Bônus para os que já dominaram bem o hábito: dá para acelerar o livro e tocar 1,5 a 2,5 vezes mais rápido. O que estraga um livro de ficção (não recomendo), mas agiliza bastante na hora de ouvir não-fiçção e me ajudou a encarar várias obras que não leria se tivesse que parar para pegar o livro. Especialmente com obras recentes que têm uma boa ideia explicada repetidamente ao longo do livro. Quatrocentas páginas ouvidas em algumas horas. Mágica.

Por onde começar

Os audiolivros da Tocalivros podem ser uma ótima forma de você ver se se acostuma com o formato. Arrume um fone com play/pause e se prepare para usar o botão até se acostumar a acompanhar o áudio até se distrair.

Se quiser uma diversidade maior de títulos e topar treinar o inglês, ouvir livros de não-ficção como os vários que citei no Nerdologia é uma ótima forma. Além de aprender com o livro, ainda são obras narradas justamente para clareza de conceitos. Livros muito técnicos e cheios de dados, como A Próxima Peste ou Armas, Germes e Aço, são difíceis de acompanhar e bastante conteúdo se perde, pessoalmente não gosto de ouví-los. Em compensação, livros mais soltos e com um conteúdo mais histórico, como o Sapiens que aparece na foto, são mais fáceis de acompanhar e legais.

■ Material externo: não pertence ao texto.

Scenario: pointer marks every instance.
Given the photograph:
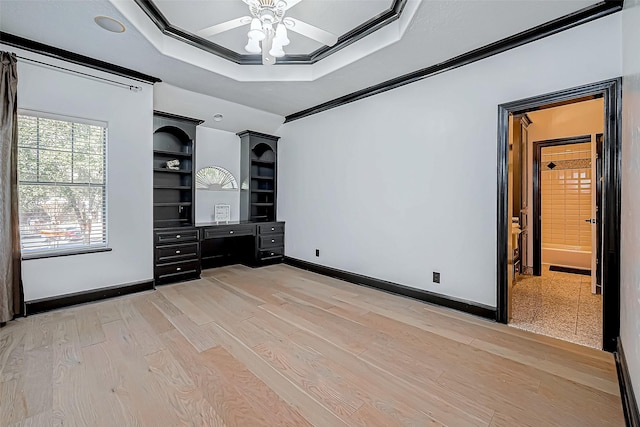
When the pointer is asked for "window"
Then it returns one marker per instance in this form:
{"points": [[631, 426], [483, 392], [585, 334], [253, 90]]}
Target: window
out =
{"points": [[61, 185]]}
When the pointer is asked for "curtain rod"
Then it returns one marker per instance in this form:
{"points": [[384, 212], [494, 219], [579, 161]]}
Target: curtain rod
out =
{"points": [[130, 87]]}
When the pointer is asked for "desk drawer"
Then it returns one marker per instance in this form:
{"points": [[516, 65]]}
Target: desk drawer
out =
{"points": [[177, 252], [176, 236], [271, 228], [271, 241], [177, 268], [229, 231], [273, 254]]}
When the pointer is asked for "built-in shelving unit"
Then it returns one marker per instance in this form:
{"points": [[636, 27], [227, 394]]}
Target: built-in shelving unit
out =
{"points": [[173, 187], [176, 240], [258, 157]]}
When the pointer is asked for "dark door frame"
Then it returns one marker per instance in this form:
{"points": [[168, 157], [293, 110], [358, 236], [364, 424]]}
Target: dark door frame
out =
{"points": [[611, 91], [537, 199]]}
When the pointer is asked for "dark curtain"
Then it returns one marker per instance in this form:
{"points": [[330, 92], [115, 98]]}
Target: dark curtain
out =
{"points": [[11, 293]]}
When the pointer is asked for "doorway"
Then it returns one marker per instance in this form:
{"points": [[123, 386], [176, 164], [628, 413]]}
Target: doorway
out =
{"points": [[597, 238]]}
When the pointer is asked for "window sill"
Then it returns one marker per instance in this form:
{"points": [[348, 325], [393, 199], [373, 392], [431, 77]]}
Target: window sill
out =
{"points": [[59, 254]]}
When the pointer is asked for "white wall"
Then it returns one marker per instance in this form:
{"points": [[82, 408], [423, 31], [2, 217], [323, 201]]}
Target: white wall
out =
{"points": [[630, 242], [217, 148], [129, 178], [403, 183]]}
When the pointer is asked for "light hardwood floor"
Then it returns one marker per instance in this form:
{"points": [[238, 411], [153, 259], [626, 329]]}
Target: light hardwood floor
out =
{"points": [[281, 346]]}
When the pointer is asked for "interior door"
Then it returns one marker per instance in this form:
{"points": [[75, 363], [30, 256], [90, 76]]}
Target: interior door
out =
{"points": [[596, 235]]}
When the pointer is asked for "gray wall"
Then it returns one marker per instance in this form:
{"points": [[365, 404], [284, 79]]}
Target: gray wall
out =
{"points": [[630, 243], [129, 116], [401, 184]]}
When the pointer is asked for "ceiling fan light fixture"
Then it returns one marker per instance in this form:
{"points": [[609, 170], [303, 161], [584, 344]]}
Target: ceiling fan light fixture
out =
{"points": [[276, 50], [253, 46]]}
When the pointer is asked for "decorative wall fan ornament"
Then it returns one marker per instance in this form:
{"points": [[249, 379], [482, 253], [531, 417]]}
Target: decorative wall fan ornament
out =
{"points": [[268, 30], [215, 178]]}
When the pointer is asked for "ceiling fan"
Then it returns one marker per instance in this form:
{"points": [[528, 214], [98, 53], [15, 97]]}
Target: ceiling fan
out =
{"points": [[268, 30]]}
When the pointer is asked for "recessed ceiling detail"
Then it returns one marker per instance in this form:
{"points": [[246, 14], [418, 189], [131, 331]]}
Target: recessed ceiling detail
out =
{"points": [[351, 21]]}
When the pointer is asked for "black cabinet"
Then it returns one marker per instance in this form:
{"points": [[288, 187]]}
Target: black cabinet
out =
{"points": [[258, 175], [173, 162], [269, 243], [248, 243], [177, 255], [176, 241]]}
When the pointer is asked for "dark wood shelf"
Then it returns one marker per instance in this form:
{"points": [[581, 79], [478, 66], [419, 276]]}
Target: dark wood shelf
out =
{"points": [[172, 204], [172, 153], [171, 170], [172, 187], [263, 162], [180, 220]]}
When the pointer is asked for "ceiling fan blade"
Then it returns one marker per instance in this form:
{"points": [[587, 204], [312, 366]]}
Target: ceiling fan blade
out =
{"points": [[310, 31], [225, 26], [291, 3]]}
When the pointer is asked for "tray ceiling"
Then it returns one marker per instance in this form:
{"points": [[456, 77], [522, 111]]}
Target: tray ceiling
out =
{"points": [[337, 17], [427, 33]]}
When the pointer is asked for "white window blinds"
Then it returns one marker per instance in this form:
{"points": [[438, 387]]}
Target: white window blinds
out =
{"points": [[61, 185]]}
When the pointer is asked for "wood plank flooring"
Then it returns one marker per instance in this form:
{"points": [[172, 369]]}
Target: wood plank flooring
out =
{"points": [[279, 346]]}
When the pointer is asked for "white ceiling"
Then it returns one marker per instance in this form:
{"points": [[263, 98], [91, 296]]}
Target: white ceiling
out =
{"points": [[438, 30], [335, 16]]}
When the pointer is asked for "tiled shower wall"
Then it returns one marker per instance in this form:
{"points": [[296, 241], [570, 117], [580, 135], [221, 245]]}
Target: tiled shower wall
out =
{"points": [[566, 195]]}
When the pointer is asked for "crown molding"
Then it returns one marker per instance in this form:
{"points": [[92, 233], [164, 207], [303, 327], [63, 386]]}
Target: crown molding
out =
{"points": [[555, 26]]}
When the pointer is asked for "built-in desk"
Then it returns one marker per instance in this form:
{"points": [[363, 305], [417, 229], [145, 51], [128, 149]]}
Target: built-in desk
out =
{"points": [[181, 252]]}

Algumas obras de ficção, como World War ZDiscworld e Songs of Ice and Fire, são narrados por atores e atrizes que fazem dos audiolivros uma obra de arte à parte. Sem falar no vocabulário literário, ótimo para aprender novas palavras. WWZ foi narrado por atores com os sotaques dos respectivos personagens e o jornalista que faz as entrevistas é Max Brooks, o autor do livro, o que resultou em uma obra premiada – o livro é bem diferente do filme e muito melhor, na minha opinião.  Os livros do Pratchett são uma série narrada por um mesmo ator por 10 ou mais obras seguidas, o que me fez criar uma familiaridade com as vozes onde sei quem é o personagem só pela voz. E os Songs of Ice and Fire foram narrados pelo ator inglês Roy Dotrice (tirando o quarto livro). São fenomenais. Dotrice consegue fazer vozes diferentes para mais de 200 personagens, além da voz do pensamento de vários deles, o que faz ouvir os livros do George Martin uma experiência única. Me tornou muito mais compulsivo por audiolivros, me fez criar o hábito de andar com o fone no pescoço o tempo todo e me deixou bem antisocial enquanto ouvia as obras. Já que fazia questão de almoçar sozinho para continuar ouvindo.

Então escolha seu livro, arrume onde ouvir e bom proveito do seu tempo.